Tornando ai contributi, quelli obbligatori, da versare con puntualità, pena sanzioni straordinarie che, nemmeno a dirlo, succhiano altri soldi, non può non essere palese la disparità di trattamento e di condotta dell'Ue quando si tratta di imporre per ottenere e quando di consigliare, sotto voce e con estremo garbo, quando si tratta di concedere. Scenari da apocalisse se l'Italia venisse meno all'impegno economico con la bellissima Comunità sognata nei forzati esili da Spinelli, tutto normale se invece è l'Europa ad infischiarsene dei disperati richiami di un suo pargolo in difficoltà. Che fare dunque? Continuare a piegare la testa sino a vedere le proprie stesse natiche? O reagire?
Lungi dal voler pubblicizzare manifesti sovversivi, si potrebbe prendere in esame il consiglio del Saggio: «Se non puoi batterli, usali». Giocare al loro stesso gioco e batterli. Ma come? Semplice, attuando punto per punto, con maniacale fiscalismo, da ufficio amministrativo svizzero, punto per punto, paragrafo per paragrafo, "l'accoglienza secondo Bruxelles". Il primo passo sarebbe allora quello di aprire tutti i porti, anche quelli che ancora non ci sono, che tanto uno in più non può certo guastare: grandi feste di benvenuto, a spese nostre, mica ci facciamo ridere dietro, con stand enogastronomici per fornire immediato assaggio delle prelibatezze nostrane a quei poveri affamati dal Nord Africa. E padiglioni medici, per curarli e dar prova di un'umanità che a quanto pare latita dalle nostre parti. Magari, perché no, qualche stand di alta moda, per rivestirli e dar sfoggio di altre arti in cui eccelliamo. E poi, meraviglia delle meraviglie, niente più riconoscimenti o operazioni lunghe e strazianti di verifiche burocratiche: «Volete l'Europa? Noi ve la daremo». Subito pronti documenti, carte d'identità, passaporti, certificati di quel che volete voi, per permettere sin da subito a questi nuovi, nuovissimi inconsapevoli concittadini di muoversi liberamente nel nostro splendido Paese e, perché no, magari in tutto il continente. Che tanto si sa, l'Italia è solo meta sgradita di passaggio, una specie di enorme piattaforma di scemi che accolgono, curano, vestono e lavano a proprie spese persone che nemmeno vogliono starci qui. E allora detto fatto: documenti legalmente validi per tutti e ognuno per la sua strada! Germania, Austria, Francia, chi più ne ha più ne metta. Magari in allegato ai documenti anche qualche cartina geografica e guida per gustare le bellezze che questi paradisi possono offrire. Sarebbe un trionfo su tutta la linea: legale e solidale, proprio come piace a Bruxelles. E per non farci mancare niente, anche un ammiccamento alla cancelliera Merkel, con il suo Schengen che giungerebbe a livelli idilliaci di funzionamento, nemmeno mai sperati dai più ottimisti. L'Italia trasformata in un superbo e ben arredato corridoio umanitario.

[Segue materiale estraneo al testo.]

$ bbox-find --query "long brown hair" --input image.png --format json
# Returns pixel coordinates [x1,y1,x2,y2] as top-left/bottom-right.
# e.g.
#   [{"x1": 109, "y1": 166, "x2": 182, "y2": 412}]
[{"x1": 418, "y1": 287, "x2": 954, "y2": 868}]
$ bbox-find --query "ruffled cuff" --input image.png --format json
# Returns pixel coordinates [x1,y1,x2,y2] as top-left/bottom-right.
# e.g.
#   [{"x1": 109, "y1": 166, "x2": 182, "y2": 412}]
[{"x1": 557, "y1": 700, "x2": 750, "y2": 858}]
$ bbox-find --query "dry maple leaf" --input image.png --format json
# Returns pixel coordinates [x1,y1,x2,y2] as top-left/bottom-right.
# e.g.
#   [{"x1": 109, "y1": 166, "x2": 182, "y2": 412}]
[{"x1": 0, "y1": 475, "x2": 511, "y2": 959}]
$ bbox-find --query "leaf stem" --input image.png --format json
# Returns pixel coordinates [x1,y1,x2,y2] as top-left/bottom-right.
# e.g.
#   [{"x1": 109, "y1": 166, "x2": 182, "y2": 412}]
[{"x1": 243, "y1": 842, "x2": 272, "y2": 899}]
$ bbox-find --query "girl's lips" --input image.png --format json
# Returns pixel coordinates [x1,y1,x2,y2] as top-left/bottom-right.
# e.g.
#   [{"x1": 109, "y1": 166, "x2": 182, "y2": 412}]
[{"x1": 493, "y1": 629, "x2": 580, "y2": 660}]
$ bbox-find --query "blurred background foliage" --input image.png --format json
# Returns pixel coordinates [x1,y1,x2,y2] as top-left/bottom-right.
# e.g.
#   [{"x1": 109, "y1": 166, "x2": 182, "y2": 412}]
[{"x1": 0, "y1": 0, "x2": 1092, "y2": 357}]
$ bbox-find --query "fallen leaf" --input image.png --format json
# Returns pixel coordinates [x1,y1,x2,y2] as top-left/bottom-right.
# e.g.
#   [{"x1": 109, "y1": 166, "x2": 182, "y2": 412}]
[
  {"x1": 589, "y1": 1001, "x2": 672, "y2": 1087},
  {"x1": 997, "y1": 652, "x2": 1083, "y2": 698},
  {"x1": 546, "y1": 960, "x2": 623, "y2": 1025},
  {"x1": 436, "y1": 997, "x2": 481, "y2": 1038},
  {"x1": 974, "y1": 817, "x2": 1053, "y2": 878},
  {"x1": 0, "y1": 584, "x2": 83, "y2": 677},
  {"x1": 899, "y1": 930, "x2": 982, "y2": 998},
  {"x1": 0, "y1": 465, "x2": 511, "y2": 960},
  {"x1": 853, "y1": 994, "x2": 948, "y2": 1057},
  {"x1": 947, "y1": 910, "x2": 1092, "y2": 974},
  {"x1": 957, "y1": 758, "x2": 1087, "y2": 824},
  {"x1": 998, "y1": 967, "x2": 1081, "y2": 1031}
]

Una provocazione, un gioco di fantasia, nulla più. Soltanto un'evasione ispirata da un Morfeo in stato di grazia. Non temano gli ultras del rigore, gli hooligans dell'austerità. La realtà parla chiaro e purtroppo suscita ben pochi sorrisi, non c'è scherzo che tenga. Le mancanze enormi, le voragini dal punto di vista dell'impegno sociale emerse dall'operato di questi anni dell'Europa e inasprite dal suo continuo rimandarle in capo ad altri soggetti o a calamità del fato, evidenziano l'incapacità, o peggio la mancanza di volontà, di trasformare nel sogno che ci è stato propinato quello che fino ad ora è soltanto un incubo da cui è impossibile ridestarsi.